Japan’s Financial Services Agency (FSA) is planning inspections of the country’s biggest banks after finding loans linked to organized crime at No. 2 lender Mizuho.
The agency said in a notice that it will inspect Bank of Tokyo-Mitsubishi UFJ, the country’s No. 1 bank by assets, Mizuho Financial Group and No. 3 Sumitomo Mitsui Bank.
The inspections, to be carried out next week, will focus on compliance and risk management. The move comes after Mizuho’s announcement that the chairman of its banking business resigned and top executives will have pay docked over more than ¥200 million (US$2 million) in loans to organized crime.
The loans, reported to Mizuho’s board in early 2011, were issued by consumer finance affiliate Orient Corp. A probe by an outside panel faulted Mizuho for failing to crack down sooner, but said the bank had not deliberately sought to cover up the loans.

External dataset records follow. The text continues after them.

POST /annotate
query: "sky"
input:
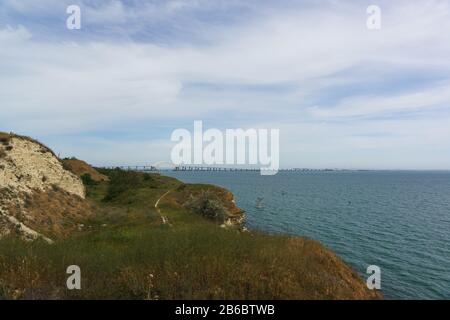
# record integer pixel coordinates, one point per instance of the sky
(342, 96)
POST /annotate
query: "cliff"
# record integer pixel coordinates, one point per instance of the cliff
(38, 197)
(145, 236)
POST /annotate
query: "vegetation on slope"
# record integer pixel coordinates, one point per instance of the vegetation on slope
(125, 251)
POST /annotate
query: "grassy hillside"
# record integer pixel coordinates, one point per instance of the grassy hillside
(127, 251)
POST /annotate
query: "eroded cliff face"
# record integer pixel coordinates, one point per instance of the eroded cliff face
(29, 173)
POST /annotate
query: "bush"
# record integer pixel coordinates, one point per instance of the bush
(121, 181)
(87, 180)
(208, 205)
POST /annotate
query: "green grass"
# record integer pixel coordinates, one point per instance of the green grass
(126, 253)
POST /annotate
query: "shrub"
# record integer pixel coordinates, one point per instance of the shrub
(87, 180)
(121, 181)
(208, 205)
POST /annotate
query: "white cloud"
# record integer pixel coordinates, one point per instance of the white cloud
(55, 87)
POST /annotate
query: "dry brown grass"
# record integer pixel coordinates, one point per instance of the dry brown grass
(80, 168)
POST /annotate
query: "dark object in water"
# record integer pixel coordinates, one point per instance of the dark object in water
(259, 204)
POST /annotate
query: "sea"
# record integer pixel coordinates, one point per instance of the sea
(396, 220)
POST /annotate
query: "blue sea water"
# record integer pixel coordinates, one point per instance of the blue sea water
(397, 220)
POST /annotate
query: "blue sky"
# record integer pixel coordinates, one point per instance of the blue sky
(341, 95)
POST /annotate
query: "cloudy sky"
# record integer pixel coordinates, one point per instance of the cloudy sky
(341, 95)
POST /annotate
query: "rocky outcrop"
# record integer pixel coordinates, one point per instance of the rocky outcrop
(29, 171)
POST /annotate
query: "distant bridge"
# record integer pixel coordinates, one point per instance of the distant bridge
(165, 166)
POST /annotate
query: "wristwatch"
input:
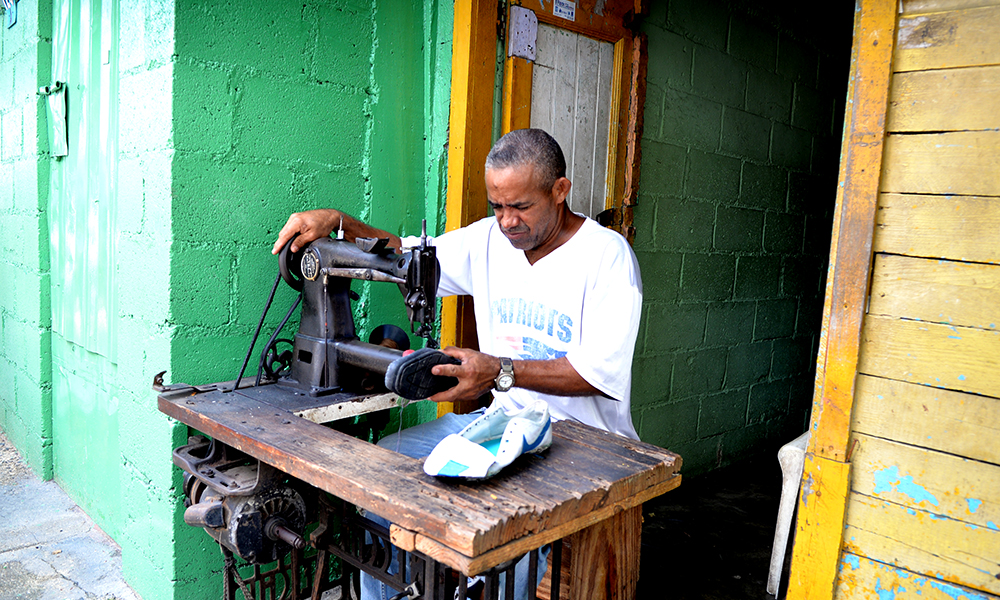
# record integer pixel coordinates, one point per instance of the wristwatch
(505, 379)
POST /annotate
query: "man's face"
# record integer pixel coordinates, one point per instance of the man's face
(527, 213)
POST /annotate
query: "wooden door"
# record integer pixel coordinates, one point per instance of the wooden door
(576, 70)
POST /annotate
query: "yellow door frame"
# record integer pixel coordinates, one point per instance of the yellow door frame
(473, 69)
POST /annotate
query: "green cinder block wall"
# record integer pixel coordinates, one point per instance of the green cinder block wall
(25, 314)
(738, 180)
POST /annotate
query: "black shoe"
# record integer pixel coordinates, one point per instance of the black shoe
(410, 376)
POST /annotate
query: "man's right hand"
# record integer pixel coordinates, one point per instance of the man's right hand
(310, 225)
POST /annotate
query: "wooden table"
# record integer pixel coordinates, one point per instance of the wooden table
(590, 485)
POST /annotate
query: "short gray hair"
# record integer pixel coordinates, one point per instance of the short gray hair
(529, 146)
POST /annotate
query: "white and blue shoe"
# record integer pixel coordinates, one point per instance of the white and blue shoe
(491, 442)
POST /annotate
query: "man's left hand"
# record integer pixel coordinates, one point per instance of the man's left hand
(475, 375)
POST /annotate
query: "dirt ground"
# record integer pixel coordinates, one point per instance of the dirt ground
(711, 538)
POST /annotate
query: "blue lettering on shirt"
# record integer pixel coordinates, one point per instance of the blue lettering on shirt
(535, 350)
(548, 321)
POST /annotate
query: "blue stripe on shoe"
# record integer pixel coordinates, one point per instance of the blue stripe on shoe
(541, 436)
(453, 469)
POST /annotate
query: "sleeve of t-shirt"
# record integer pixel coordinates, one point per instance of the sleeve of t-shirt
(610, 322)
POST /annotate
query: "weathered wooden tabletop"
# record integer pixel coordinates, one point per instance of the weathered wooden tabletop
(586, 476)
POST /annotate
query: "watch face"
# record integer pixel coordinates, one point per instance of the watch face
(505, 381)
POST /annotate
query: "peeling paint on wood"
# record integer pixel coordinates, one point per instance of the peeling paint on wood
(924, 542)
(863, 578)
(954, 422)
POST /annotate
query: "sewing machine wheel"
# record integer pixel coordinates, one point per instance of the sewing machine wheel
(290, 266)
(389, 336)
(277, 363)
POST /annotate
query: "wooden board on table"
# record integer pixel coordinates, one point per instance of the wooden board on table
(954, 422)
(936, 291)
(923, 542)
(945, 100)
(944, 484)
(556, 490)
(962, 162)
(960, 38)
(861, 578)
(956, 227)
(945, 356)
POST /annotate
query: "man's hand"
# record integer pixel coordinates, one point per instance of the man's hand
(475, 375)
(478, 371)
(314, 224)
(310, 225)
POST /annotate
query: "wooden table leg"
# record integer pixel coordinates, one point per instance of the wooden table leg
(602, 561)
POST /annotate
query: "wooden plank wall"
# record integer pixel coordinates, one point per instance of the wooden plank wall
(923, 517)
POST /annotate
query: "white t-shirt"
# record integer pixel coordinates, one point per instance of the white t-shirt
(581, 301)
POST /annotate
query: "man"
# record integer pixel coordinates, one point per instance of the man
(553, 290)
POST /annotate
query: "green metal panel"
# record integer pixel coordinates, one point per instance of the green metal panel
(82, 233)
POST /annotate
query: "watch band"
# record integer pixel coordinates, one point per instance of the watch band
(505, 378)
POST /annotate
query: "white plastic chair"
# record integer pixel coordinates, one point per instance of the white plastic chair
(792, 458)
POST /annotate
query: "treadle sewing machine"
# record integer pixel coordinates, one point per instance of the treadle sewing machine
(275, 483)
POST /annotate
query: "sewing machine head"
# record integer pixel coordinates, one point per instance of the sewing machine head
(327, 355)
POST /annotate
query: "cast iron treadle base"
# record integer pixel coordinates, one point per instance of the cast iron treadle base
(363, 545)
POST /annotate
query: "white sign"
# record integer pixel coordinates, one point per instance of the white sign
(565, 9)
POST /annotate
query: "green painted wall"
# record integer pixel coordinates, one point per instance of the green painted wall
(279, 109)
(738, 180)
(230, 116)
(25, 315)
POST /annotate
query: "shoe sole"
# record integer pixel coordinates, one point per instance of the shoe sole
(410, 376)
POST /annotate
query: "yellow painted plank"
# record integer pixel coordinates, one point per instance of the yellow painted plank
(963, 228)
(942, 484)
(938, 291)
(853, 226)
(909, 8)
(924, 543)
(819, 523)
(945, 356)
(827, 474)
(945, 100)
(862, 578)
(943, 163)
(961, 38)
(955, 422)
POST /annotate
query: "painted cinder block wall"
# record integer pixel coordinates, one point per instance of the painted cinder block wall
(738, 179)
(25, 315)
(231, 116)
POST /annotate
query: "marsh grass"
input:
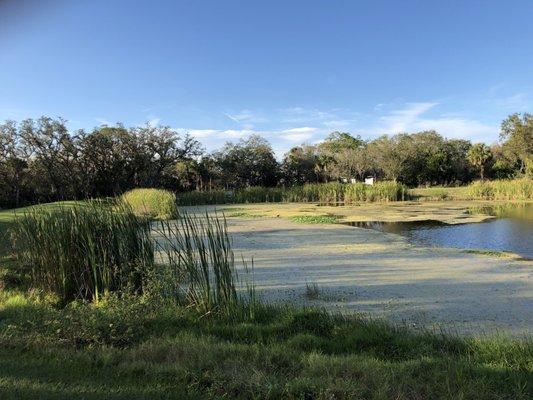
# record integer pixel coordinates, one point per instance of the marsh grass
(197, 249)
(517, 189)
(152, 203)
(312, 291)
(127, 348)
(83, 251)
(333, 193)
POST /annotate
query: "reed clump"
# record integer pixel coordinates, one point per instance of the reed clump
(84, 251)
(197, 250)
(152, 203)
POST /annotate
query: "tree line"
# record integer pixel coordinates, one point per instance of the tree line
(41, 161)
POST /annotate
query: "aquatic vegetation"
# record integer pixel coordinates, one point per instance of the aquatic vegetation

It is unclear if the FSA plans any further action against Mizuho, following an order late last month for the bank to clean up its lending business.
Asked if the Mizuho case reflected a need for tighter oversight, Finance Minister Taro Aso said improvements might be made in the future, despite the regulator working with limited resources.
“If the probe shows there are areas needing improvement, then we will do so,” Aso said.
Japanese gangs, known as yakuza, are entrenched in many areas of the economy despite efforts to freeze them out of the financial system.